Explanations to the article on Copy-Paste

Andrey Karpov
Articles: 375



Many readers liked my article "Consequences of using the Copy-Paste method in C++ programming and how to deal with it" [1]. Scott Meyers [2] noticed it too and asked me how static analysis proper helped us to detect the errors described in the article. This is his letter:

Your article on copy-paste of code fragments at http://www.viva64.com/en/a/0068/ was interesting, but it's not clear how most of the errors you use as examples could be detected by static analysis. The only one I see that looks like a good candidate for static analysis is the assignment of too many elements to invModulate. How could static analysis detect the others?

I wrote an answer to the letter and then decided to arrange it as a blog-post. Perhaps other readers will also find it interesting to know how the described errors were found.

This is my answer:

I have found all the samples of errors given in the article on "Copy-Paste" while investigating codes of projects using the PVS-Studio analyzer. Each error was detected by a certain diagnostic rule.

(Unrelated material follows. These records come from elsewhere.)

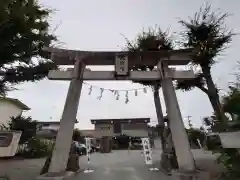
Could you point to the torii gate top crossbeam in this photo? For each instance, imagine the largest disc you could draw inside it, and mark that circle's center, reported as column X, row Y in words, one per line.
column 150, row 58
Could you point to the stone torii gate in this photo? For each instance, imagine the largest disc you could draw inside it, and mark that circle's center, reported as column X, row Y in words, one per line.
column 123, row 61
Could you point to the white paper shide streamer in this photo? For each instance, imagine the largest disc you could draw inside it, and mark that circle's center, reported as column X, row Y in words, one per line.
column 88, row 146
column 147, row 151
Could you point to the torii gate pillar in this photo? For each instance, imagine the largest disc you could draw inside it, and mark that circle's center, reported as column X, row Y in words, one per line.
column 179, row 135
column 64, row 137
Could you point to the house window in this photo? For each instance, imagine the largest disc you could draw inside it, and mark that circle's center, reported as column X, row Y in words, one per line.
column 5, row 140
column 117, row 128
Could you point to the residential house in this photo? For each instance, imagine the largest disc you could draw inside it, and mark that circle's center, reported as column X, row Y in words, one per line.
column 120, row 132
column 10, row 107
column 48, row 129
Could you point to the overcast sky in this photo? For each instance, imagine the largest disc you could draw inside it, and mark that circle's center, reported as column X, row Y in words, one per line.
column 98, row 25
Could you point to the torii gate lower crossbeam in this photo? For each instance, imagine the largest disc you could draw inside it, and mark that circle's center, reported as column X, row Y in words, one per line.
column 180, row 140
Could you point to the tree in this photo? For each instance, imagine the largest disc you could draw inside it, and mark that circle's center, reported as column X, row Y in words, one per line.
column 207, row 35
column 26, row 125
column 24, row 31
column 152, row 40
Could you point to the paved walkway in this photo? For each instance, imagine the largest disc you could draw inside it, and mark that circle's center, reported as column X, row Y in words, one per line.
column 121, row 165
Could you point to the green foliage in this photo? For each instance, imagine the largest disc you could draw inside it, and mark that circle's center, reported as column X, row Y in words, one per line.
column 231, row 102
column 24, row 31
column 207, row 34
column 151, row 40
column 26, row 125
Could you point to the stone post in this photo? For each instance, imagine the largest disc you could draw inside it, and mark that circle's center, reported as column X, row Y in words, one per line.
column 179, row 135
column 64, row 137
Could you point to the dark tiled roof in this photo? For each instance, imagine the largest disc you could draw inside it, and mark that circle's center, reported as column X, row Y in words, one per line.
column 16, row 102
column 123, row 120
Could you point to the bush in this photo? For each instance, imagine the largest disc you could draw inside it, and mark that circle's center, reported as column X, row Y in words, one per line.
column 36, row 148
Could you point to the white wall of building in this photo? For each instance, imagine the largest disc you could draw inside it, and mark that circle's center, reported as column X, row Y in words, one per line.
column 8, row 110
column 51, row 126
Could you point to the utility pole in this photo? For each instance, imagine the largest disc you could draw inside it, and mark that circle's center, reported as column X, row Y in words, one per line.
column 189, row 121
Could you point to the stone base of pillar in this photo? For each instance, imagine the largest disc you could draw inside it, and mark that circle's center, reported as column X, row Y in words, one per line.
column 198, row 175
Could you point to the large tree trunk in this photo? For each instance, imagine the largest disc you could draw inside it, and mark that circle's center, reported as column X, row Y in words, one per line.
column 159, row 115
column 214, row 98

The first four errors were detected by the V501 diagnostic rule. To put it in simpler words, this warning is generated when there are identical subexpressions standing to the left and to the right of operators &&, ||, -, / and the like. Besides, there are a lot of exceptions to reduce the number of false alarms. For instance, the warning will not be produced for this code line: if (*p++ == *a++ && *p++ == *a++).

Now let's consider the samples from the article.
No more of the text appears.